The trial court (Hon. Judge Peter Cahill) instructed the jury on the elements of kidnapping:
The defendant, DAVID MICHAEL SHEFFIELD, is charged with the offense of Kidnapping.
A person commits the offense of Kidnapping if he intentionally or knowingly restrains another person with intent to inflict bodily injury upon that person or subject that person to a sexual offense.
There are three material elements of the offense of Kidnapping, each of which the prosecution must prove beyond a reasonable doubt. These three elements are:
1. That, on or about the 16th day of November, 2015, in the County of Maui, State of Hawai'i, the Defendant restrained another person; and
2. That the Defendant did so intentionally or knowingly; and
3. That the Defendant did so with the intent to inflict bodily injury upon that person or subject that person to a sexual offense.
The trial court defined “restrain” to mean “restrict a person’s movement in such a manner as to interfere substantially with her liberty by means of force[.]” Sheffield was found guilty as charged and sentenced to twenty years imprisonment. He appealed and the HSC accepted transfer of the case.
Kidnapping in Hawai'i Requires a “Restraint” that is more than “Incidental” to Committing Another Offense. “A person commits the offense of kidnapping if the person intentionally or knowingly restrains another person with intent to . . . [i]nflict bodily injury upon that person or subject that person to a sexual offense.” HRS § 707-720(1)(d). “Restrain” is defined
to restrict a person’s movement in such a manner as to interfere substantially with the person’s liberty: (1) By means of force, threat, or deception; or (2) If the person is under the age of eighteen or incompetent, without the consent of the relative, person, or institution having lawful custody of the person.
HRS § 707-700.
Sheffield argued that the jury should have been instructed that “restraint” arising to the level needed to convict for kidnapping must be in excess of the restraint incidental to the infliction or intended infliction of bodily injury or sexual assault. The HSC examined the dearth of legislative history of the statute, the commentary, the model penal code, and decisions from other jurisdictions and agreed.
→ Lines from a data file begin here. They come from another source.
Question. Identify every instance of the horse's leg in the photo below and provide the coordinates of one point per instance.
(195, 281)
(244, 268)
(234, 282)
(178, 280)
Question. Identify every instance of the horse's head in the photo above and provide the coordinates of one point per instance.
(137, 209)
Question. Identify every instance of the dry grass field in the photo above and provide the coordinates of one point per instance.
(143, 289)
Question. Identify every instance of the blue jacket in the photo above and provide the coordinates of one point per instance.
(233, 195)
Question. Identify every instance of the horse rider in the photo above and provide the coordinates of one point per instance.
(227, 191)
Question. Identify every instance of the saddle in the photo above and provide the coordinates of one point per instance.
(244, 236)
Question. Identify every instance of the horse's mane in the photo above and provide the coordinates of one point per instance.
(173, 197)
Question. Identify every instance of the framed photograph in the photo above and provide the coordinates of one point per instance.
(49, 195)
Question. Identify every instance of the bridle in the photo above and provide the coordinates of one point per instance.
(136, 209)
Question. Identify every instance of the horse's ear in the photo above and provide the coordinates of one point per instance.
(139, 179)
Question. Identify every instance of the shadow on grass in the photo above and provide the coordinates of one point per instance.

But What makes Something “Incidental”? The HSC ultimately held that kidnapping is not supposed to cover unlawful confinement or movements “incidental” other the commission of other offenses. See State v. Trujillo, 289 P.3d 238, 240 (N. M. Ct. App. 2012). Having held that this clarified definition of “restraint” is needed before a conviction can be secured, the HSC examined what kind of instruction was needed. It looked again to New Mexico. There, the changed its instructions to require the prosecution to prove “the taking or restraint . . . of [the complainant] was not slight, inconsequential, or merely incidental to the commission of another crime[.]” State v. Sena, 419 P.3d 1240, 1248 (N. M. Ct. App. 2018).
The HSC held that “restraint necessary to support a kidnapping conviction under HRS § 707-720(10(d) must be restraint that is in excess of any restraint incidental to the infliction or intended infliction of bodily injury or subjection or intended subjection of a person to a sexual offense.” The HSC, in a footnote, expressly stated that it is not addressing restraint based on other subsections of HRS § 707-720(1) or unlawful imprisonment violation of HRS §§ 707-721 and 722. The HSC vacated the judgment and remanded it back.
The Last time the HSC Looked at Statutory Definitions . . . The HSC adopted this interpretation of the word “restraint” in the Hawai'i Penal Code. It would seem that “restraint” has departed from the common understanding and ordinary meaning of the word, which would thus require a change in the wording of charging documents. See State v. Wheeler, 121 Hawai'i 383, 391-395, 219 P.3d 1170, 1170-1182 (2009). Perhaps the final part in all of this is rewording the charging documents to reflect this new understanding of the word “restraint” when used for kidnapping in violation of HRS § 707-720(1)(d).